Executives braced for it. Industry conferences warned of it repeatedly, and loudly. The prediction was stark: artificial intelligence would trigger mass layoffs at creative and digital agencies. A new survey of the sector shows the anticipated collapse in agency headcount simply didn’t materialize.
Productive, a software platform for managing agency operations, surveyed 181 agencies in September 2025. The results cut against the prevailing narrative. Sixty-five percent of respondents reported positive revenue growth in the AI era, and among firms posting those gains, roughly half maintained or raised rates, a sign that efficiency improvements are translating to business strength rather than staffing purges.
Only 3% of agencies surveyed reported significant staff reductions directly attributable to AI adoption. Another 12% trimmed a few positions. The remaining 85% either kept headcount steady or didn’t consider AI a driver of layoffs at all.
“This is the inverse of what many people predicted,” said Tomislav Car, co-founder of Productive. The data suggests that rather than replacing workers, agencies are redistributing tasks and accelerating output with existing teams.
The Headcount Paradox
Labor has stayed stable, but how agencies deploy people has shifted considerably. Responses pointed to a consistent pattern: agencies handling more client work with the same number of people, a dynamic powered by AI tools that compresses project timelines and cuts repetitive work out of daily schedules.
Among the 65% posting revenue gains, roughly half maintained existing pricing or raised rates. Only 13% of growing firms cut prices. Agencies have leveraged AI-driven efficiency not to undercut competitors, but to expand margins and scale output without proportional headcount growth.
Worth noting separately: some firms paused hiring plans rather than laying people off. A subset of respondents indicated they’d deferred recruitment because AI reduced the urgency of adding staff to cover administrative load or routine tasks.
Economists call this “hiring suppression.” Growth occurs without commensurate headcount expansion. The workforce stays intact, but new hiring slows because machines absorb the incremental work that would otherwise require another hire.

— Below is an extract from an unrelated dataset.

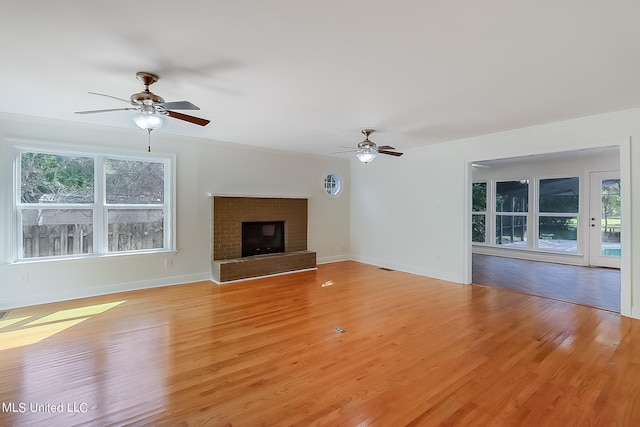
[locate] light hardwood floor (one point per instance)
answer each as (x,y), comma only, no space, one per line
(415,351)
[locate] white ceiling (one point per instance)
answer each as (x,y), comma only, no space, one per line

Redeployment, Not Replacement
Agencies have generally chosen to retrain existing staff rather than cut positions. That strategy appears to be broadening individual workers’ skill profiles in ways that weren’t planned for.
Creative roles are intersecting with technical competencies. Copywriters are picking up basic prompt engineering. Designers are learning to evaluate and edit AI-generated outputs. Hybrid skill sets are emerging organically as teams experiment with new tools, not because anyone mandated it.
At the same time, AI proficiency is becoming a baseline expectation. Agencies now expect many roles, from finance to human resources to creative, to incorporate AI tools into daily workflows. The shift isn’t replacing specialists so much as layering new competencies onto existing roles.
Survey respondents indicated that broadened skill acquisition happened faster with AI assistance. Employees picked up new technical domains more quickly when they used AI as a learning aid, a dynamic that let teams tackle a wider range of client needs without expanding payroll.
The Midmarket Reprieve
The report reflects the 20-to-50-employee segment of the agency market. Larger holding companies and smaller boutique shops may face different pressures, given that economies of scale and resource constraints shape how AI adoption moves through different business models.
The midmarket agencies, long perceived as most vulnerable to AI-driven disruption, have so far avoided the structural layoffs that dominated discussions just three years ago. Whether that reprieve holds as AI tools mature and competitive pressure sharpens is genuinely unclear.
For agency leaders, the lesson is narrower than the headlines suggested. AI has changed how the work gets done without gutting the teams doing it. The firms posting gains treated the technology as a tool for their existing people, not a replacement for them. If a reckoning is still coming, this data suggests it has not arrived yet, and the agencies that retrained rather than cut look best positioned for whatever the next phase brings.